Standard analyzer

The Standard analyzer removes stopwords and indexes words, numbers, and some special characters. The Standard analyzer is the default analyzer.

The Standard analyzer processes text characters in the following ways:

  • Stopwords are not indexed.
  • Converts alphabetical characters to lower case.
  • Ignores colons, #, %, $, parentheses, hyphens, and slashes.
  • Indexes underscores, @, and & symbols when they are part of words or numbers.
  • Separately indexes number and words if numbers appear at the beginning of a word.
  • Indexes numbers as part of the word if they are within or at the end of the word.
  • Indexes apostrophes if they are in the middle of a word, but removes them if they are at the beginning or end of a word.
  • Ignores an apostrophe followed by the letter s at the end of a word.

Examples

In these examples, the input string is shown on the first line and the resulting tokens are shown on the second line, each surrounded by square brackets.

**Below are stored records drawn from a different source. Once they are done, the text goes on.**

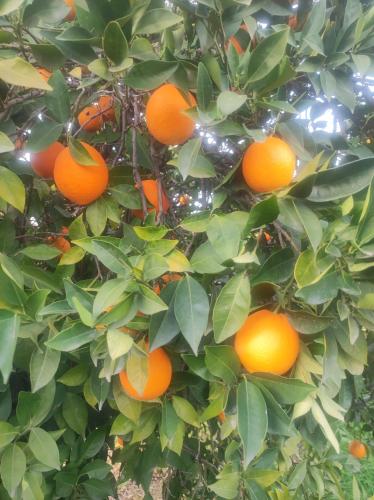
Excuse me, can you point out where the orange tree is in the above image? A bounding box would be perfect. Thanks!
[0,0,374,499]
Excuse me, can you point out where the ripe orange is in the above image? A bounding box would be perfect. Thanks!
[242,137,296,193]
[145,83,196,146]
[78,106,104,132]
[54,142,109,205]
[64,0,77,21]
[53,236,71,253]
[98,95,116,122]
[235,309,300,375]
[119,347,172,401]
[38,68,52,82]
[138,179,170,213]
[31,141,64,179]
[348,439,367,459]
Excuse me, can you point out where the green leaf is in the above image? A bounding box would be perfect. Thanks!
[217,90,247,116]
[287,311,333,335]
[113,377,142,423]
[103,21,128,65]
[30,348,61,392]
[46,322,97,352]
[0,167,26,213]
[136,285,168,314]
[0,0,25,16]
[237,380,268,467]
[68,136,98,167]
[134,9,182,35]
[177,137,201,180]
[124,61,178,90]
[246,28,290,85]
[20,243,61,260]
[133,226,169,241]
[29,427,60,470]
[0,421,18,448]
[244,196,279,235]
[58,363,89,387]
[251,374,315,404]
[160,399,179,439]
[44,71,70,123]
[207,215,241,262]
[191,241,225,274]
[197,62,213,111]
[208,472,240,500]
[356,178,374,246]
[0,444,26,498]
[0,310,20,384]
[149,282,180,351]
[174,276,209,355]
[62,392,88,438]
[205,345,240,384]
[93,278,130,317]
[180,211,211,233]
[0,253,24,290]
[0,130,14,154]
[172,396,199,427]
[293,200,322,252]
[110,184,142,210]
[252,248,295,286]
[107,329,134,359]
[27,119,64,153]
[308,158,374,203]
[0,57,52,90]
[143,253,169,281]
[213,273,251,343]
[86,198,107,236]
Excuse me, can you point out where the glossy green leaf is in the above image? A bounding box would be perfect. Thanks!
[0,167,26,213]
[29,427,60,470]
[213,273,251,343]
[174,276,209,355]
[237,380,268,467]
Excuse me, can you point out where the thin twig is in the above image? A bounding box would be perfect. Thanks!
[132,95,148,219]
[151,137,164,223]
[273,222,300,253]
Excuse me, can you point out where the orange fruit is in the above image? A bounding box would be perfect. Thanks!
[119,347,172,401]
[53,236,71,253]
[78,106,104,132]
[98,95,116,122]
[64,0,77,21]
[145,83,196,146]
[234,309,300,375]
[138,179,170,213]
[38,68,52,82]
[348,439,367,459]
[54,142,109,205]
[242,137,296,193]
[31,141,64,179]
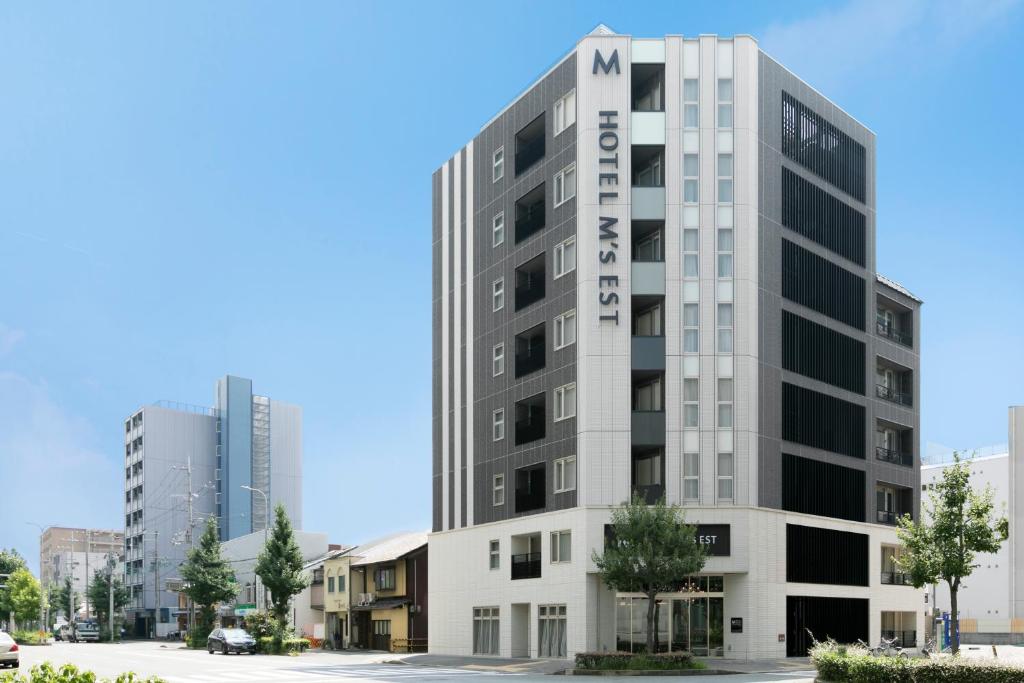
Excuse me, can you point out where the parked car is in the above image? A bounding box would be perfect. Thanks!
[71,622,99,643]
[0,631,19,669]
[206,629,256,654]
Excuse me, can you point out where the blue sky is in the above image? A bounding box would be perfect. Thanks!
[0,0,1024,564]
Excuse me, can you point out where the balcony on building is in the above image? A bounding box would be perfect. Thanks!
[512,533,541,581]
[630,144,665,221]
[874,357,913,407]
[515,393,545,446]
[515,463,547,511]
[881,611,928,648]
[630,296,665,372]
[515,114,545,175]
[515,323,547,379]
[515,182,545,244]
[515,253,545,310]
[882,546,910,586]
[631,447,665,505]
[874,295,913,347]
[874,483,913,526]
[874,420,913,467]
[630,370,665,447]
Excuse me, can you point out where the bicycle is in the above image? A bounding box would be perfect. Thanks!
[871,638,910,659]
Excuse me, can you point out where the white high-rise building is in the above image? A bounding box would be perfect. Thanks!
[429,27,927,657]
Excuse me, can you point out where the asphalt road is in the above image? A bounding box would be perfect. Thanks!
[14,642,813,683]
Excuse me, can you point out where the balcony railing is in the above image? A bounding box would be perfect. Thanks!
[876,316,913,346]
[515,134,544,175]
[882,571,910,586]
[874,445,913,467]
[874,384,910,405]
[882,629,918,648]
[512,553,541,581]
[515,201,544,243]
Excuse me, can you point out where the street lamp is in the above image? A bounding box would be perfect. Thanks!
[25,521,49,631]
[242,484,270,608]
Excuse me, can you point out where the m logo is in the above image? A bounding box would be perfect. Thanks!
[594,50,622,75]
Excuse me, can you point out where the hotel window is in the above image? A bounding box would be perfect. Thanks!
[555,164,575,206]
[490,147,505,182]
[555,382,575,422]
[555,310,575,350]
[490,211,505,247]
[555,456,575,494]
[488,541,502,569]
[490,342,505,377]
[683,155,700,204]
[718,155,732,204]
[551,530,572,564]
[537,605,566,659]
[490,474,505,505]
[683,303,700,353]
[718,453,732,501]
[683,228,700,278]
[683,78,700,128]
[718,303,732,353]
[718,78,732,128]
[493,408,505,441]
[683,453,700,501]
[490,278,505,313]
[718,379,732,428]
[473,610,501,655]
[683,377,700,427]
[554,238,575,280]
[555,90,575,137]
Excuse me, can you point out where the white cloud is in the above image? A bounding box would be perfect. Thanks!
[0,372,124,570]
[760,0,1019,93]
[0,323,25,357]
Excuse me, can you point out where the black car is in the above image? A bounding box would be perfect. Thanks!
[206,629,256,654]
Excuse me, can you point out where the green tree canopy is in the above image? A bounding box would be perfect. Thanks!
[256,503,309,626]
[0,548,29,621]
[89,569,131,629]
[896,453,1009,654]
[181,517,239,638]
[7,569,46,624]
[594,496,707,652]
[49,577,82,622]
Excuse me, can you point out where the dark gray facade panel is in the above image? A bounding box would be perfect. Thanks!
[472,55,577,523]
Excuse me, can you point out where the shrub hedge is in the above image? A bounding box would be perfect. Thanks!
[0,661,166,683]
[575,652,705,671]
[811,643,1024,683]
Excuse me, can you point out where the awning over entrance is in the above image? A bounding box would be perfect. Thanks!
[349,598,412,612]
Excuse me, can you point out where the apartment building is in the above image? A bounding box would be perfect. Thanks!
[39,526,125,616]
[429,27,926,658]
[124,375,302,637]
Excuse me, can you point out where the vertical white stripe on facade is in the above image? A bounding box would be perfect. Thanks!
[463,141,476,526]
[441,161,452,529]
[452,152,465,528]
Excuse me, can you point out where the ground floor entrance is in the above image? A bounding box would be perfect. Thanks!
[615,575,725,656]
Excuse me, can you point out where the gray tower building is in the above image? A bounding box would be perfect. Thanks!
[429,27,925,657]
[125,375,302,637]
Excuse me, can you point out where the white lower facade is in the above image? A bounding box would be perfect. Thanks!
[429,507,928,659]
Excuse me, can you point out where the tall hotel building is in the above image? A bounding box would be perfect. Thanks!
[124,375,302,637]
[429,27,927,658]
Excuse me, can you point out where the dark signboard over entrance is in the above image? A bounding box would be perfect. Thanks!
[697,524,732,557]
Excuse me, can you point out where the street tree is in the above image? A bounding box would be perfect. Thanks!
[89,569,131,631]
[593,496,707,652]
[181,517,239,638]
[896,453,1009,654]
[256,503,309,627]
[7,569,46,624]
[0,548,29,622]
[49,577,82,622]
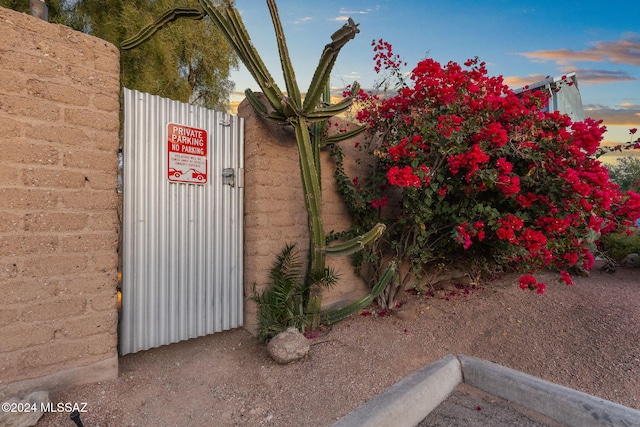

In the following example, stopwords are removed and the words are converted to lower case:

The Quick Brown Fox Jumped Over The Lazy Dog
[quick] [brown] [fox] [jumped] [over] [lazy] [dog]

In the following example, the apostrophe at the beginning of a word and the apostrophe followed by an s are ignored, but the apostrophe in the middle of a word is indexed:

Prequ'ile Mark's 'cause 
[prequ'ile] [mark] [cause]

In the following example, the colon and backslash are ignored:

c:/informix 
[c] [informix]

In the following example, the ampersand is indexed as part of the company name:

XY&Z Corporation 
[xy&z] [corporation]

In the following example, the e-mail address is indexed as is:

xyz@example.com
[xyz@example.com]

In the following example, numbers at the beginning of the words are separated into different tokens, while numbers at the end of words are included in a single token:

1abc 12abc abc1 abc12
[1] [abc] [12] [abc] [abc1] [abc12]